The Lie Tree is probably the most technically adept novel on this list, tense and atmospheric, with a perfectly paced plot and strong central character. There’s a reason it beat out the other ‘adult’ books on the Costa shortlist, and Hardinge really illustrates that firstly, YA fiction should be taken much more seriously than it is, and secondly that the genre is capable of bending in a lot of very interesting ways.

 

10. The Hate U Give – Angie Thomas (2017)

the hate u give

This was Thomas’ debut novel, and what a debut it was. The book spent 50 weeks on the New York Times young adult best-seller list, and won a ton of awards including the Waterstones’ Children’s Book Prize. Aside from being a very tightly plotted and compelling novel, the book was very timely. It follows a 16 year old African-American girl named Starr who witnesses a police officer shoot and kill her childhood friend, a boy that she knows was showing no threat to the policeman who murdered him. Starr decides to speak up about the shooting, and social tension escalates.

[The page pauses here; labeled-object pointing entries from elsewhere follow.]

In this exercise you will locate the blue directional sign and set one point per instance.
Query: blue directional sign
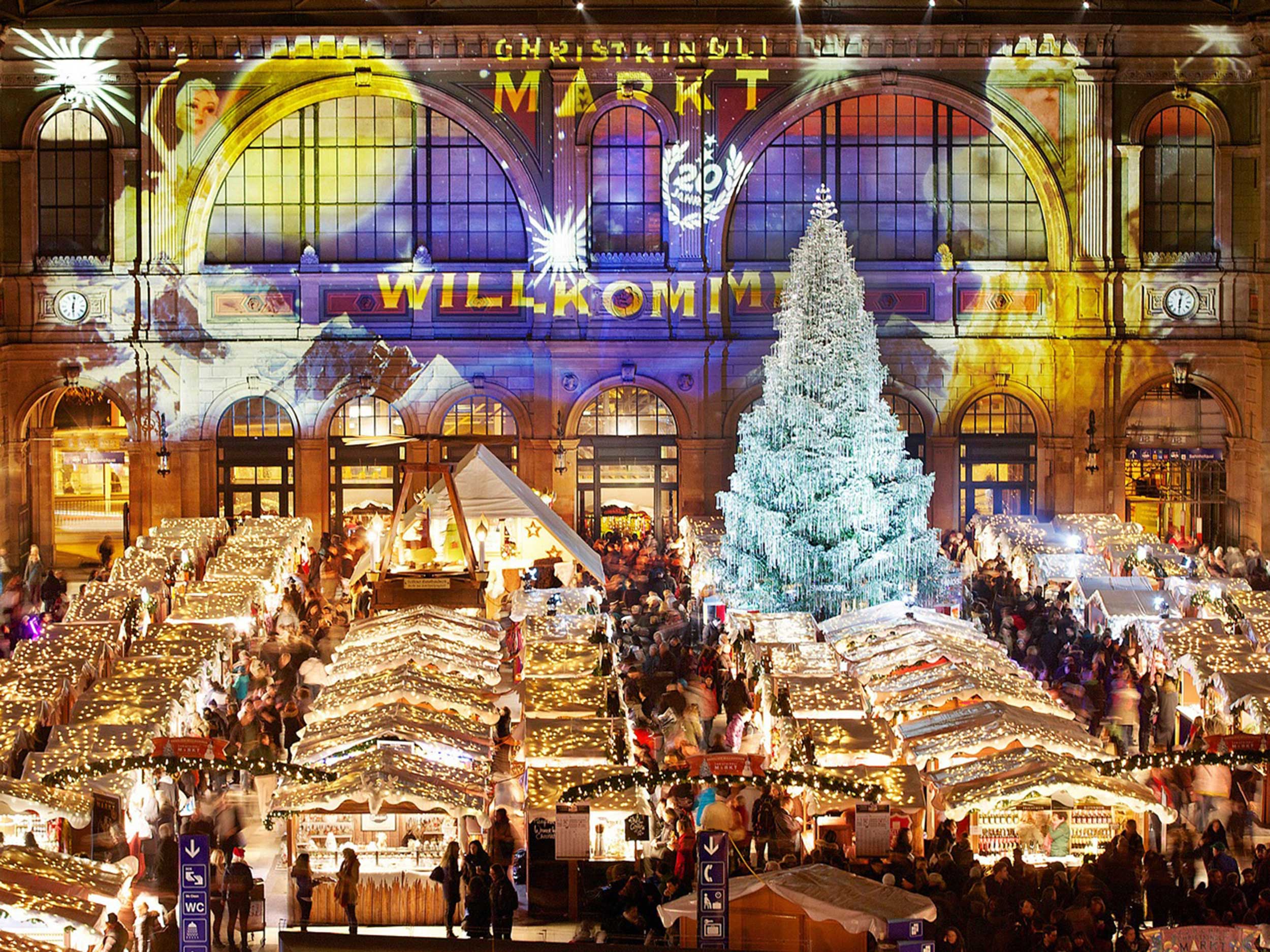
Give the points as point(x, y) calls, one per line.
point(712, 889)
point(194, 905)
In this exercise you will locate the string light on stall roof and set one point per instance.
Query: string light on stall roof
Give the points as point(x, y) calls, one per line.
point(68, 65)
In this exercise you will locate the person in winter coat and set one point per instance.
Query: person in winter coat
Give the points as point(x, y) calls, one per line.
point(451, 884)
point(478, 908)
point(503, 902)
point(346, 888)
point(502, 841)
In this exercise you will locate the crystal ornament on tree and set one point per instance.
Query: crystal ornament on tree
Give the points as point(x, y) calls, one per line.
point(826, 506)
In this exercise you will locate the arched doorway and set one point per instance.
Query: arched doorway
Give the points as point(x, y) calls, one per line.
point(997, 451)
point(1175, 465)
point(911, 423)
point(479, 420)
point(256, 452)
point(90, 475)
point(365, 475)
point(628, 464)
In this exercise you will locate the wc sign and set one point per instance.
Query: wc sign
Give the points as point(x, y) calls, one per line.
point(194, 909)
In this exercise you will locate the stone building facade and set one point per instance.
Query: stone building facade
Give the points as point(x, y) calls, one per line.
point(272, 250)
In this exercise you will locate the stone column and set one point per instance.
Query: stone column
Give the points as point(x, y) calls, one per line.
point(1131, 206)
point(1094, 153)
point(313, 481)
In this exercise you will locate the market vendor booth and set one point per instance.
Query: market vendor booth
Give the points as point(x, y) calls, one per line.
point(811, 908)
point(399, 811)
point(1056, 808)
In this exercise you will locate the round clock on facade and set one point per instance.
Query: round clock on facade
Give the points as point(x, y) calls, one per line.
point(72, 306)
point(1180, 301)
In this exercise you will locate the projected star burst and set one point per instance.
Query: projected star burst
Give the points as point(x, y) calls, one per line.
point(69, 65)
point(558, 244)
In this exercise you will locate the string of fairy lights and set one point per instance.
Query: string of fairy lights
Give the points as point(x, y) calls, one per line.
point(174, 766)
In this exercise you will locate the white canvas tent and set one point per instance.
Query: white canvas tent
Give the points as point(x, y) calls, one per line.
point(488, 489)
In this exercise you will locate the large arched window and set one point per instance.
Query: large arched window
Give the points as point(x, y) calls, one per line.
point(1178, 177)
point(625, 183)
point(479, 419)
point(628, 464)
point(1175, 465)
point(908, 174)
point(365, 473)
point(366, 179)
point(997, 451)
point(74, 187)
point(256, 452)
point(911, 423)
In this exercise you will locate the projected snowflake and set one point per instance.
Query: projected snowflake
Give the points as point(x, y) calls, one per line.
point(558, 245)
point(69, 67)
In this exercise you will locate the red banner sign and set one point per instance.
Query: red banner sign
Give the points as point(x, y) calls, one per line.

Thomas wrote this book based on a short story she wrote in response to a similar shooting in America. The realism of the book is stark, with Thomas naming real-world victims of shootings in her story, and it doesn’t stray far from depicting real urban life. The real strength, and what gets Thomas’ message across best, is that Starr is a very compelling and believable narrator, who believes in what she is doing and refuses to let her friend Khalil be painted as the villain of the story. Thomas has written a powerful story about systemic racism, but grounded it in a character strong enough to carry the narrative and provoke necessary discussion.